6 of Salon's best books of the year involve history





Three novels make the list, two biographies, and one history book.

NOVELS

"Tree of Smoke" by Denis Johnson

"The Yiddish Policeman's Union" by Michael Chabon

"The Father of All Things" by Tom Bissell

BIOGRAPHIES

"Gertrude Bell: Queen of the Desert, Shaper of Nations" by Georgina Howell

HISTORY

"Legacy of Ashes: A History of the CIA" by Tim Weiner

Two of the novels involve Vietnam. The other one concerns Jews, Alaska, and the Holocaust. Whaaat?

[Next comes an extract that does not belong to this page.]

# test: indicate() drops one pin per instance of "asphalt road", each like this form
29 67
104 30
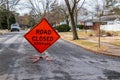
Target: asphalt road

"During World War II, the Roosevelt administration briefly considered resettling Europe's Jewish refugees in Alaska. Michael Chabon's soulful alternate-history novel dreams up what the world might have looked like if that scheme had played out. In a bustling, if well-bundled, Yiddish-speaking community in Sitka, a burnt-out homicide cop named Meyer Landsman investigates the death of a junkie chess-player who might have been the promised Messiah, and gets on the bad side of the district's Hassidim-run organized crime syndicate. The novel offers lots of genre fun -- snappy dialogue, action and suspense -- yet it's all seamlessly married to a searching consideration of Jewish identity. What would it mean to be a Jew in a world where the Holocaust never happened and the state of Israel didn't exist? Are human beings the products of history, or does our essence transcend it? These are weighty questions for a book that's so entertaining, but Chabon's themes never overload his frame. Like the very best dancers and magicians, he makes it look easy."